Functional limitations imposed on the hands due to impairment from neurological injury may have a substantive impact on overall quality of life of the people impacted. Hand exoskeletons offer promise in aiding individuals with impairments in daily activities, yet their adoption remains low due to challenges in detecting user intent. Recent advancements have brought forth a variety of control methods, with surface electromyography and manual triggers emerging as the predominant strategies, each possessing distinct strengths and inherent weaknesses. We propose the use of an isometric grip force control in which force measured from the ring, and little finger (or middle, ring, and little finger) are used to control an exoskeleton that actuates the remaining digits Initial experiments with able-bodied individuals in two independent studies demonstrate effective utilization of the control strategy to improve task performance, highlighting its ease of use and effectiveness, though further testing with neurological participants is required.

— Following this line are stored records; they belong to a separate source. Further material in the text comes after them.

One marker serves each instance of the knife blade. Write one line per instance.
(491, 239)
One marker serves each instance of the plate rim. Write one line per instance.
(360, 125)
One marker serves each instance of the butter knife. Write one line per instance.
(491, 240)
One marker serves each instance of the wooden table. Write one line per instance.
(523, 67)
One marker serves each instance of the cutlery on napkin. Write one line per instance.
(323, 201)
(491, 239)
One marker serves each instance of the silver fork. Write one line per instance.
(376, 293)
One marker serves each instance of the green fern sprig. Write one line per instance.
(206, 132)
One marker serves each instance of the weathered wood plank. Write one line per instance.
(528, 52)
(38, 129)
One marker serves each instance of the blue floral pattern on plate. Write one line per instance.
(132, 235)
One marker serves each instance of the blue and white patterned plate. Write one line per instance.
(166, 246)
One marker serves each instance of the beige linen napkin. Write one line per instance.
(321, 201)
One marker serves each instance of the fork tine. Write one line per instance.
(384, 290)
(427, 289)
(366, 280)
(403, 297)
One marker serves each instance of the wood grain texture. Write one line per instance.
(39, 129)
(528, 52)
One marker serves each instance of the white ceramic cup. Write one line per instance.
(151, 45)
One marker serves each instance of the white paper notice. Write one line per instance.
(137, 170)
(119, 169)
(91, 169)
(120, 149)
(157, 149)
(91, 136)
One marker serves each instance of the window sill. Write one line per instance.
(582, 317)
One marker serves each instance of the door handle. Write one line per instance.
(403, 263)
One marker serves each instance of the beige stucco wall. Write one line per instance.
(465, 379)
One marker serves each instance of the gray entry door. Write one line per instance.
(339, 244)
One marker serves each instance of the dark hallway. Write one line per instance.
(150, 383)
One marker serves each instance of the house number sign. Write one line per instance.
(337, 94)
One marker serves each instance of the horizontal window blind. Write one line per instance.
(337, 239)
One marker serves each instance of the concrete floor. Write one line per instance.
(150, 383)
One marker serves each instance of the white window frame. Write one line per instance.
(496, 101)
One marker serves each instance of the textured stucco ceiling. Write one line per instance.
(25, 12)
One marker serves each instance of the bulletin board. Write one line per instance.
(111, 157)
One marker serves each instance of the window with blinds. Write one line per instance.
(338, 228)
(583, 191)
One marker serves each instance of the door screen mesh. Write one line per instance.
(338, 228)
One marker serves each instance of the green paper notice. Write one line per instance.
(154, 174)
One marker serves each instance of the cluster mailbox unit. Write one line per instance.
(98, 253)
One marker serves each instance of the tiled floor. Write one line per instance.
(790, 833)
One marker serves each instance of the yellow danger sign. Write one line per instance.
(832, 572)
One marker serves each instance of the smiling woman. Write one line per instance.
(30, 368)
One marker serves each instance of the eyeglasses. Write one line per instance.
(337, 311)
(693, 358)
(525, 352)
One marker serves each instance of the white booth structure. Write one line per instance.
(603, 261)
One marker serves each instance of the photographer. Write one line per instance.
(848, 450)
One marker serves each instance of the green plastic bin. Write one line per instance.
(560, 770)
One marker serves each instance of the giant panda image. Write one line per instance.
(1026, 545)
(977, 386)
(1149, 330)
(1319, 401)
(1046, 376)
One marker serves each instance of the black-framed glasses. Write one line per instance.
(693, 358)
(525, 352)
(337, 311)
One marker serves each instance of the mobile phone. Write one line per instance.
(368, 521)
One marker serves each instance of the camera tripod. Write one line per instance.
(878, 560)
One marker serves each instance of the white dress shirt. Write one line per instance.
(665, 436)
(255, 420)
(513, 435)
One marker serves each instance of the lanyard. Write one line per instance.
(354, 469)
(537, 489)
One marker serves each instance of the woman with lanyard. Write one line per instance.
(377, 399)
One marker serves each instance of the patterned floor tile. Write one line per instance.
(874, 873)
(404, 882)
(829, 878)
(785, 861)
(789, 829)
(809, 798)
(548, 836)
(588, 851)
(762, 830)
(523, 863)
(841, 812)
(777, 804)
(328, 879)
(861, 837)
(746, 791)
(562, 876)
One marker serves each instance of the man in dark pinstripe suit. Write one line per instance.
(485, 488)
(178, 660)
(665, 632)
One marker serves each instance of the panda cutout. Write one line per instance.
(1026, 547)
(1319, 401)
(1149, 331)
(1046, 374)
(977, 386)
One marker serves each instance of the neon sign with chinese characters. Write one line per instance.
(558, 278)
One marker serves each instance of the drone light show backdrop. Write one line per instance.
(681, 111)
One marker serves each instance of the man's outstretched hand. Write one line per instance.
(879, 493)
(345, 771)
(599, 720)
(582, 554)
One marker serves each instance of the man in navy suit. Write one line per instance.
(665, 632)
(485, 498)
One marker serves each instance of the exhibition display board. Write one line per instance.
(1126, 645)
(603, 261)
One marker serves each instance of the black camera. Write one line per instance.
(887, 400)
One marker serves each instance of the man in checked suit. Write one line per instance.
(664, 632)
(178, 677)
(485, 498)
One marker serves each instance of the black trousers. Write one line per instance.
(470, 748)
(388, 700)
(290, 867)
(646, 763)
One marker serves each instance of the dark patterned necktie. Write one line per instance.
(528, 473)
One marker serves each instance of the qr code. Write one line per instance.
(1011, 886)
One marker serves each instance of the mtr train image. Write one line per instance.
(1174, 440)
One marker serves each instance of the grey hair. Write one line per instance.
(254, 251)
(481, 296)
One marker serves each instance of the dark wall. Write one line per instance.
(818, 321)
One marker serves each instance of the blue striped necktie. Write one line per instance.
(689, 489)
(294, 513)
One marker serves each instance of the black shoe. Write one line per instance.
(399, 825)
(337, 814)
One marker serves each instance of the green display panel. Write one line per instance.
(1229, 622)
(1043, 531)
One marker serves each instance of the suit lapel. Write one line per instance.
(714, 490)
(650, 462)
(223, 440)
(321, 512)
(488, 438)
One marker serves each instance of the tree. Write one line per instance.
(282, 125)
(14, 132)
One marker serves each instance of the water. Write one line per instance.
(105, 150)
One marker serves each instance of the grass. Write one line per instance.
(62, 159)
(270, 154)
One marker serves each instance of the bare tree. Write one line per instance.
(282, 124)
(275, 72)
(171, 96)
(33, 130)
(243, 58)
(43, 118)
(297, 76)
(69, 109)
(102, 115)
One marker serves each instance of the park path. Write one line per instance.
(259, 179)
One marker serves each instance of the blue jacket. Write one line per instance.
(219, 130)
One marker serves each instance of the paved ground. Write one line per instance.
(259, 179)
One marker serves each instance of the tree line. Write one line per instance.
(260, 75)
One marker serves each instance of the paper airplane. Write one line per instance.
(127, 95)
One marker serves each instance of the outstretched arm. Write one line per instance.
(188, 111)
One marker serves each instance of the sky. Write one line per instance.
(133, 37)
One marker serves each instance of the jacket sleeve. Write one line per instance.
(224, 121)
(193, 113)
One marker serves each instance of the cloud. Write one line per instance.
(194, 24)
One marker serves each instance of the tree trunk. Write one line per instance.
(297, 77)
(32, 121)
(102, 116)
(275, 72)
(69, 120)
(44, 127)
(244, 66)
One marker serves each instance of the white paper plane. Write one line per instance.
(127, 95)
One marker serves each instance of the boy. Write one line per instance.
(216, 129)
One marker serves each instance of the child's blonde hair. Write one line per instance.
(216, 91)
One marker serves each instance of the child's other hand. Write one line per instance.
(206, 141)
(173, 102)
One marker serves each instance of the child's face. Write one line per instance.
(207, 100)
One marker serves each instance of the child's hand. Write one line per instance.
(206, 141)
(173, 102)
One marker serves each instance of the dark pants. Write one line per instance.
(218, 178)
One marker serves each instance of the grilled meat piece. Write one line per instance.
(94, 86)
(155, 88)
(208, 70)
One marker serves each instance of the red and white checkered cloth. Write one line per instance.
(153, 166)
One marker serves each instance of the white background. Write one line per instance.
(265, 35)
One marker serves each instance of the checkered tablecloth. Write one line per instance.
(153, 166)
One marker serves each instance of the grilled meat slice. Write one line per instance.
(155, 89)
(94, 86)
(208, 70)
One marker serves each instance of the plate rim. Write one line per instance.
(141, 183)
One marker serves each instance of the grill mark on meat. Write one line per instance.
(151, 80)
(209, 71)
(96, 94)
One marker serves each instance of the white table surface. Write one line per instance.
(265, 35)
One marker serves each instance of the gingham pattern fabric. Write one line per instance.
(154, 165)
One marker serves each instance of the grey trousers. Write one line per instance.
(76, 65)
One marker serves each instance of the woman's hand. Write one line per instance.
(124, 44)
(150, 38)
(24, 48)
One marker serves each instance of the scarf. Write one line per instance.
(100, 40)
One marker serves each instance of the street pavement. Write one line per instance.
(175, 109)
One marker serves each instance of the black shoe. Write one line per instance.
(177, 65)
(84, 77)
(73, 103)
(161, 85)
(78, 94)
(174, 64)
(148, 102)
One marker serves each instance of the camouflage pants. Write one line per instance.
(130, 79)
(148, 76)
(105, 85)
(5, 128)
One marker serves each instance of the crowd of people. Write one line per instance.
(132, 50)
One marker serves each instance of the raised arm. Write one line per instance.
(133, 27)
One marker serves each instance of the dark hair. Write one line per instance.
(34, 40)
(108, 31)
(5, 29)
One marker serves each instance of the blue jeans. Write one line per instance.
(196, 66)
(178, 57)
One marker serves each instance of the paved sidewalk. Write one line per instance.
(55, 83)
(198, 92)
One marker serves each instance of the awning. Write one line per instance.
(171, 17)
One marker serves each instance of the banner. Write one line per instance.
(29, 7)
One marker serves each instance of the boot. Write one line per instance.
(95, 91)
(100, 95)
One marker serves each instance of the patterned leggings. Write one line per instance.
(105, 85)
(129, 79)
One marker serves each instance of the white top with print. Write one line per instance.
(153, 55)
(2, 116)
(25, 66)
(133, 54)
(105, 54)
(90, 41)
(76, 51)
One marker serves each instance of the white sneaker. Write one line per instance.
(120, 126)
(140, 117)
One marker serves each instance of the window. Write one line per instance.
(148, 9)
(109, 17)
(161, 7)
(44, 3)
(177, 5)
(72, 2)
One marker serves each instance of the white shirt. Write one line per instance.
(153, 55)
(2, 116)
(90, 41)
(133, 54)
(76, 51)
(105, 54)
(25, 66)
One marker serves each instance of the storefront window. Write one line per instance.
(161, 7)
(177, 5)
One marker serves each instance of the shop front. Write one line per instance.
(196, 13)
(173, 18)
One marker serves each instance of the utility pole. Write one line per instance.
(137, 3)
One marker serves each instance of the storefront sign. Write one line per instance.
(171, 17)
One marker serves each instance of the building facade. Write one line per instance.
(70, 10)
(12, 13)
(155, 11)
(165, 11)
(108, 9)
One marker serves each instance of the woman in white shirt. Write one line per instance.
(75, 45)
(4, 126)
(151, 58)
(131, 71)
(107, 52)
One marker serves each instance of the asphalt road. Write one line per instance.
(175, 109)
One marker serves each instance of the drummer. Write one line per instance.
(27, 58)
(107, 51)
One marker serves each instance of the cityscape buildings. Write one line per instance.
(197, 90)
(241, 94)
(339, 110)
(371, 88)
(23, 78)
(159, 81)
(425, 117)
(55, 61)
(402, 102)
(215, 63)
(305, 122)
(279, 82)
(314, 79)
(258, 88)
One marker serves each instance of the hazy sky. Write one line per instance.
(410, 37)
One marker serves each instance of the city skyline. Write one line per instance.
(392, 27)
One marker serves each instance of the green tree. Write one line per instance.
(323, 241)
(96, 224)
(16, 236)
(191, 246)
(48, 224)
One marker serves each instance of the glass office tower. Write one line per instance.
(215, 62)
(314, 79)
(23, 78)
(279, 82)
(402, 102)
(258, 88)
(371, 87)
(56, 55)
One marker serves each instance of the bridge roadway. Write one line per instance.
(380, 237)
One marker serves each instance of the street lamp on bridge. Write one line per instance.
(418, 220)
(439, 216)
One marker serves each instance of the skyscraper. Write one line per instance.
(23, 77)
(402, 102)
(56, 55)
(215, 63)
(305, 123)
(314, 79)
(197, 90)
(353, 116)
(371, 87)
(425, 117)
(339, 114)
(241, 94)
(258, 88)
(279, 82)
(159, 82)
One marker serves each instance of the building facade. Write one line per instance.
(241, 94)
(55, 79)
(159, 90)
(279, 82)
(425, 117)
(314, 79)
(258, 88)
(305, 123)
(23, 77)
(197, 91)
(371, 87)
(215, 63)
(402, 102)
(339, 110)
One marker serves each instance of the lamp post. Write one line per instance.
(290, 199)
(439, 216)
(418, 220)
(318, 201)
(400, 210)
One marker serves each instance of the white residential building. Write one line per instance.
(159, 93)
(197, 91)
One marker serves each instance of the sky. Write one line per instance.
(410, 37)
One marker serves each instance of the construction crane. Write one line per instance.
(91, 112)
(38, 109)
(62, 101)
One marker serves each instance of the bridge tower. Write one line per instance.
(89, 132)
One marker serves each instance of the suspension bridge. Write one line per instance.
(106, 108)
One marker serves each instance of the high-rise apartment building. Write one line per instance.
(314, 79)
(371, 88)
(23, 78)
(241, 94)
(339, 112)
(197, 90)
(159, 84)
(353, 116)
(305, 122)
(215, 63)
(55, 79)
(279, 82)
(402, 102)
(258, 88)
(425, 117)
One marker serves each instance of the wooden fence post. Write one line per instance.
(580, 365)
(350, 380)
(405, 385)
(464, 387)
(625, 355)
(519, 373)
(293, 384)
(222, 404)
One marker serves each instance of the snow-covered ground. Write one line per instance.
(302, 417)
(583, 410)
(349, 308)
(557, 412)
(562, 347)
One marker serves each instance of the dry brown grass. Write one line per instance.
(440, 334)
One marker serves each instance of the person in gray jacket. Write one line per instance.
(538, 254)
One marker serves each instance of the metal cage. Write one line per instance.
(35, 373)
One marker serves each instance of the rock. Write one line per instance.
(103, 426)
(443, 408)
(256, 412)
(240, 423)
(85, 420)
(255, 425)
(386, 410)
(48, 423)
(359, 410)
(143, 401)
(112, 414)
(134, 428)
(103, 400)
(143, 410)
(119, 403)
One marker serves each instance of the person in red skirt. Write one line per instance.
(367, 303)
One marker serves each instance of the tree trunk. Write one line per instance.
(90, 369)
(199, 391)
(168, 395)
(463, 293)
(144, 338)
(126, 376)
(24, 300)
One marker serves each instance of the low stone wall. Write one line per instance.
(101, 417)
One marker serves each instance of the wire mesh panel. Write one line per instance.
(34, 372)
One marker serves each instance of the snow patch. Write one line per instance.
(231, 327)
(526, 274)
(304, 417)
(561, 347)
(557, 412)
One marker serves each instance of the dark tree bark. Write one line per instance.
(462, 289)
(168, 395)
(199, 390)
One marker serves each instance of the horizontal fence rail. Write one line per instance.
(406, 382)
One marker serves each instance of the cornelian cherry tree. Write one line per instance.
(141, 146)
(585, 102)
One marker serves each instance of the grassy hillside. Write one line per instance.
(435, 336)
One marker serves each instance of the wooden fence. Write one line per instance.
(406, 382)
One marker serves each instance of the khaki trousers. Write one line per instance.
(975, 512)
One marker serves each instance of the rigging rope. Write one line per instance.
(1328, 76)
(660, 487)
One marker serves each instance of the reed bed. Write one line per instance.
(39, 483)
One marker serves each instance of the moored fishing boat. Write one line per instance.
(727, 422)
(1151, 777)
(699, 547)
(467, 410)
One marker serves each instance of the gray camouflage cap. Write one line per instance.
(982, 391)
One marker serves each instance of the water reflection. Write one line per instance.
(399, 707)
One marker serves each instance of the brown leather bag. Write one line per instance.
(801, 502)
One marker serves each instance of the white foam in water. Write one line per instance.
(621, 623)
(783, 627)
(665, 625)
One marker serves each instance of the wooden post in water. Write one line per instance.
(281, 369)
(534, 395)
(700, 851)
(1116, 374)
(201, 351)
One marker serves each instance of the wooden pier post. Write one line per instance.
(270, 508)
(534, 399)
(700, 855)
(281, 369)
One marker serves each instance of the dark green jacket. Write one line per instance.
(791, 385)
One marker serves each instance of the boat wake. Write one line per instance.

Poster 9 - Forecasting Center of Pressure Location Prior to Foot Strike through Computer Vision and Deep Learning

Michael Murray, James Tung, and Richard Nuckols University of Waterloo & University of Massachusetts Lowell

Topics: Sensing

Computer-vision has been used for environmental classification during locomotion; however, the ability to predict how the foot will contact a changing environment is underexplored. In this preliminary study, we evaluated the feasibility of forecasting foot center of pressure (COP) prior to foot strike in gait. A simple stair stepping task was performed. A camera (OAK-D) captured images of the foot and stair prior to and at contact with the stair. An instrumented insole (Moticon) recorded the foot COP at contact. Two participants completed the study (n = 111 and 98 steps). A CNN was trained on the temporal camera images with insole COP as ground truth to predict the distal-proximal COP location prior to foot strike. The model prediction at 116ms prior to foot contact had an R2 < 0.74 and an RMSE < 30mm. Future work will involve testing with more participants and broadening the environmental variables.